JCDR - Register at Journal of Clinical and Diagnostic Research
Journal of Clinical and Diagnostic Research, ISSN - 0973 - 709X
Anatomy Section DOI : 10.7860/JCDR/2019/39681.12630
Year : 2019 | Month : Feb | Volume : 13 | Issue : 02 Full Version Page : AC14 - AC17

Effect of 1800-2100 MHz Electromagnetic Radiation on Learning-Memory and Hippocampal Morphology in Swiss Albino Mice

G Krishna Kishore1, KV Venkateshu2, NS Sridevi3

1 Ph.D Scholar, Department of Anatomy, Sri Devaraj Urs Medical College, Tamaka, Kolar, Karnataka, India.
2 Professor, Department of Anatomy, Sri Devaraj Urs Medical College, Tamaka, Kolar, Karnataka, India.
3 Professor and Head, Department of Anatomy, Sri Devaraj Urs Medical College, Tamaka, Kolar, Karnataka, India.

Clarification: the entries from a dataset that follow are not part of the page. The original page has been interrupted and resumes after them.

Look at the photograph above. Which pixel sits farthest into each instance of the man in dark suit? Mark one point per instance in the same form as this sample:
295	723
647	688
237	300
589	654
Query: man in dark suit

NAME, ADDRESS, E-MAIL ID OF THE CORRESPONDING AUTHOR: G Krishna Kishore, Department of Anatomy, Sri Devaraj Urs Medical College, Tamaka, Kolar, Karnataka, India.
E-mail: krishnakishore.dev@gmail.com
Abstract

Introduction

With advancing technology the mobile phone with multiple features is used as a multipurpose device and attract people of all age groups. Increased usage of mobile phone raises the question of possible adverse effects on health.

Aim

To assess the 1800-2100 MHz radiation effect on learning-memory and microscopic anatomy of hippocampal Cornu Ammonis (CA3) neurons in mice.

Materials and Methods

A total of 18 albino mice were divided into 3 groups (6 Mice per group). Group-I: Control Group, Group-II: Exposed to Radio frequency-Electromagnetic radiation (RF-EMR) for 30 minutes/day for 3 months, Group-III: Exposed to RF-EMR for 60 minutes/day for 3 months. Followed by the exposure, learning memory was assessed by using Hebb-Williams maze in all the groups. The mice were then sacrificed, brains were disdivted out and divtions were taken at the level of hippocampus and then stained with Haematoxylin and Eosin for microscopy.

The results were expressed in Mean±SD and analysed by using one-way (analysis of variance) ANOVA followed by LSD (Least Square Difference) test for paired wise data. The p-value<0.05 was considered as statistically significant.

Results

The time taken by the animal to reach the target chamber was significantly increased in Group-III (exposed 60 minutes/day for 3 months), whereas group-II (exposed 30 minutes/day for 3 months) showed no significant changes when compared to Group-I (control group). Microscopic anatomy of hippocampal CA3 neurons in exposed group shows less number of pyramidal cells with darkened nuclei, cytoplasm was vacuolated and cells were scattered.

Conclusion

Exposure to 1800-2100 MHz radiation leads to damage and decrease of neurons in hippocampal region, which alters the learning and memory.

Keywords

Introduction

The extensive use of Global System for Mobile communication (GSM) mobile phones throughout the world raises the possible adverse effects on human health especially on the Central Nervous System (CNS), the brain. In many countries more than half of the population relies/depend on mobiles for wireless communication and internet data [1]. In 2015, more than 7 billion people were using mobiles in the world, estimating to 62.9% of the world’s population. Rapid increase of mobile users in general and specifically upto 80% of youngsters owning a mobile has made communication and technology easier [2].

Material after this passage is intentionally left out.